Manie und krankheitsuneinsichtig - was tun?

Hallo zusammen,
vielleicht hat jemand Erfahrungen mit der Krankheit gemacht. Meine Mutter leidet darungter, Diagnose schon vor ueber 20 Jahren festgestellt.

Inzwischen habe ich aber den Eindruck, es wird schlimmer mit ihr, ich sehe sie auch nur noch alle ca. 3 Monate. Mein Vater und mein Bruder sehen sie taeglich (bzw. woechentlich) und haben keinen Abstand zu der Problematik.
Mein Vater hat schon resigniert und ist andererseits hilflos. Mein Bruder kriegt vieles nicht mit und sagt, ein bisschen anders war sie ja schon immer.
Sie hat typische Symptome (extrem aufgedreht, Ideenflucht, fuehlt sich allen ueberlegen, inzwischen auch Verfolgungswahn, denkt, alle anderen sind das Problem, sie nicht, ihr geht es gut etc.)
Kuerzlich rief sie mich an um mir mitzuteilen, dass sie verfolgt wird und diese Leute nun endlich aufgegeben haben, weil sie sich als Polizistin ausgegeben hat.
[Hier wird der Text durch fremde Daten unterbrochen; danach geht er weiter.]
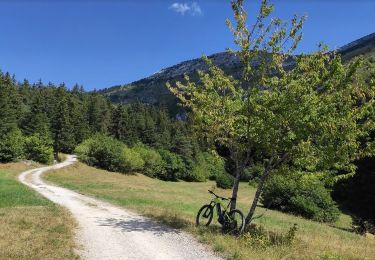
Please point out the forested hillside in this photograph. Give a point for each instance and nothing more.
(39, 121)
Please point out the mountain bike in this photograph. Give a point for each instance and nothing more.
(232, 222)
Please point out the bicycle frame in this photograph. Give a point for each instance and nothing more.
(217, 203)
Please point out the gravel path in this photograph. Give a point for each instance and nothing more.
(109, 232)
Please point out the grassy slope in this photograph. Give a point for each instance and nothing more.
(31, 227)
(177, 204)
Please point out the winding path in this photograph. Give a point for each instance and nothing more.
(109, 232)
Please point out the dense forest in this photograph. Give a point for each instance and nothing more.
(38, 121)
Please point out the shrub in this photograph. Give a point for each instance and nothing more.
(132, 160)
(258, 237)
(154, 164)
(11, 146)
(206, 165)
(224, 181)
(103, 152)
(174, 165)
(39, 148)
(301, 195)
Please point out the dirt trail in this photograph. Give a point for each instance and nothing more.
(109, 232)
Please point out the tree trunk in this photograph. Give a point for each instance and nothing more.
(257, 196)
(236, 184)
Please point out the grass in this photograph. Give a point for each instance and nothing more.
(31, 227)
(176, 203)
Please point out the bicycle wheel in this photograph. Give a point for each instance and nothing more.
(204, 216)
(236, 222)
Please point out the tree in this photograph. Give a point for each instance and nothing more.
(306, 116)
(62, 130)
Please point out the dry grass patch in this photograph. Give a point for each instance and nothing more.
(176, 203)
(31, 227)
(37, 232)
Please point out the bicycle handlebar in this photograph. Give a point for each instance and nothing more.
(217, 196)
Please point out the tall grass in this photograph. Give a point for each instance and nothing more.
(31, 227)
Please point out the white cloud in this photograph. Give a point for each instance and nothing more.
(190, 8)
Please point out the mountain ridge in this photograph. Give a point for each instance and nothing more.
(152, 89)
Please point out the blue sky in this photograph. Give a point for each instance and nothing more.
(101, 43)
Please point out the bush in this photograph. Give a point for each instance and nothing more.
(301, 195)
(132, 160)
(206, 165)
(39, 148)
(103, 152)
(224, 181)
(11, 146)
(154, 164)
(174, 165)
(256, 236)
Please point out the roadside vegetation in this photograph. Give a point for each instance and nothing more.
(31, 227)
(110, 154)
(177, 203)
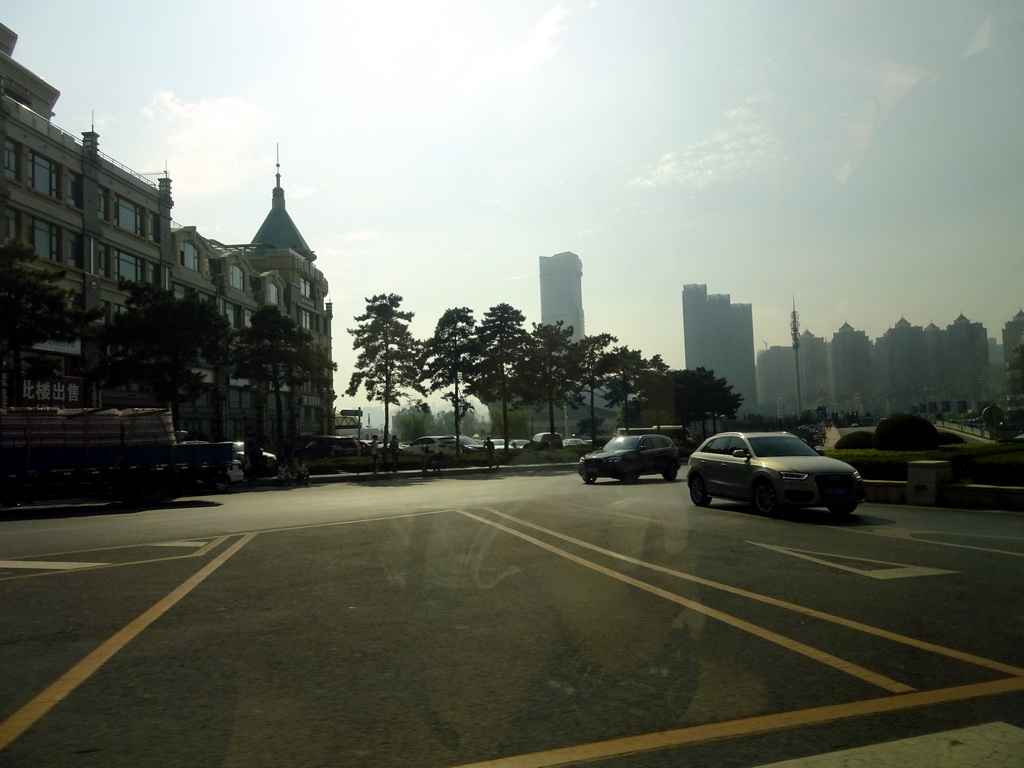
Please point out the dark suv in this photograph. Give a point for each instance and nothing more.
(326, 446)
(627, 457)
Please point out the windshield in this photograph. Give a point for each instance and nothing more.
(626, 442)
(780, 445)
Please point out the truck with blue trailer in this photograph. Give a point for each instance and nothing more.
(126, 454)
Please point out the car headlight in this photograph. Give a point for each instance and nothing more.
(793, 475)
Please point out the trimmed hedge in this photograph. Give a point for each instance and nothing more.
(989, 464)
(905, 432)
(854, 440)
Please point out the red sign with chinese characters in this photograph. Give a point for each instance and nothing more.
(64, 390)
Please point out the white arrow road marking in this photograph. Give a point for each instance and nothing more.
(197, 545)
(47, 564)
(898, 570)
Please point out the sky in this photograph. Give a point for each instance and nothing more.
(858, 160)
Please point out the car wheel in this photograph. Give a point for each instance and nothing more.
(842, 509)
(765, 499)
(221, 483)
(698, 492)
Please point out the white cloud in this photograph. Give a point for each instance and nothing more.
(741, 142)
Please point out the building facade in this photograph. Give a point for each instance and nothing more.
(99, 222)
(719, 336)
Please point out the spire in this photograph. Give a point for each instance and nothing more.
(278, 229)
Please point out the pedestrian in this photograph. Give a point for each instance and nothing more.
(375, 454)
(395, 451)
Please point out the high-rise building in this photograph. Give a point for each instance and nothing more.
(561, 292)
(850, 370)
(719, 336)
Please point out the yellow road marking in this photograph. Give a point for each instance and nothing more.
(31, 713)
(820, 656)
(866, 629)
(748, 726)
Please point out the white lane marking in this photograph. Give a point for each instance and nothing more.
(989, 744)
(898, 570)
(197, 545)
(47, 564)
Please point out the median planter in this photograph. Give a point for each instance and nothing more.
(924, 480)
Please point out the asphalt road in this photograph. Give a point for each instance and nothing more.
(507, 621)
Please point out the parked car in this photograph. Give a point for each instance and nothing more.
(546, 440)
(771, 470)
(627, 457)
(325, 445)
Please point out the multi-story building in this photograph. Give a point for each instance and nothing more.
(719, 336)
(850, 371)
(100, 223)
(561, 292)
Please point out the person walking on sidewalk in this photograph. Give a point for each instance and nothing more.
(375, 455)
(395, 451)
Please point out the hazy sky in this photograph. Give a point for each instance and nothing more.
(864, 159)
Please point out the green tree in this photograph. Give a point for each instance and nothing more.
(625, 368)
(161, 342)
(551, 371)
(449, 357)
(654, 391)
(596, 366)
(273, 353)
(699, 394)
(388, 361)
(503, 340)
(35, 309)
(413, 421)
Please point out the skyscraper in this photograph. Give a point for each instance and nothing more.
(719, 335)
(561, 292)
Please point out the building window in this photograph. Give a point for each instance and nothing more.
(237, 278)
(189, 256)
(44, 175)
(76, 250)
(11, 164)
(45, 240)
(101, 260)
(231, 312)
(73, 188)
(129, 267)
(10, 225)
(129, 216)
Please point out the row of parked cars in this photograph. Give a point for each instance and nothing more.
(770, 470)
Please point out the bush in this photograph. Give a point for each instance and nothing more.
(905, 432)
(855, 440)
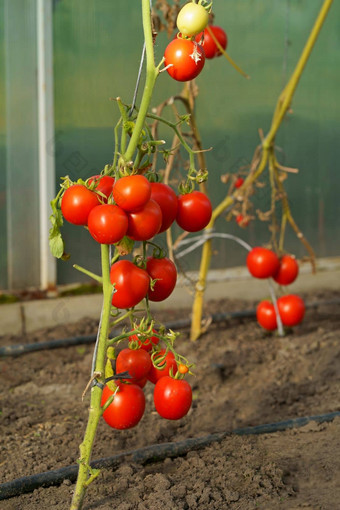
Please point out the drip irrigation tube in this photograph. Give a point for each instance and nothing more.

Momentan trinkt sie auch wieder sehr viel Alkohol und ich weiss nicht, wie oft sie tatsaechlich alkoholisiert Auto faehrt, aber es kommt mit Sicherheit vor.
Mein Vater ist durch ihre Krankheit sozial total isoliert, wobei er vom Typ her auch schon eher jemand ist, der lieber zurueckgezogen lebt.
Sie ist ein Messie, durchsucht Muelltonnen nach etwaigen brauchbaren Gegenstaenden und bringt sie mit nach Hause, wenn mein Vater sie wegwerfen will tickt sie aus.
Sie bringt teilweise auch abgelaufene Lebensmittel aus Muelltonnen von Supermaerkten mit, obwohl meine Eltern keine finanzielle Not haben. Sie bringt diese auch zu ihrer eigenen Mutter, die schon ueber 86 Jahre alt ist und wegen der verdorbenen Lebensmittel schon oefter krank war.

Alles in allem leidet das Umfeld sehr unter ihrer Krankheit. Sie findet aber, es ist alles in Ordung, mein Vater sei ein furchtbarer Mensch der ihr immer nur Boeses will und ueberhaupt alle Menschen meinen es uebel mit ihr. Sie will keine Medikamente nehmen weil „sie dann nicht mehr die ist, die sie ist“. Der manische Zustand gefaellt ihr.
Eine Therapie hatte sie vor ca. 10 Jahren mal angefangen und nach 2-3 Sitzungen abgebrochen. Sie verliess weinend die Praxis und meinte, der Arzt sei ein A…, „Therapieresistent“ war das Urteil des Arztes.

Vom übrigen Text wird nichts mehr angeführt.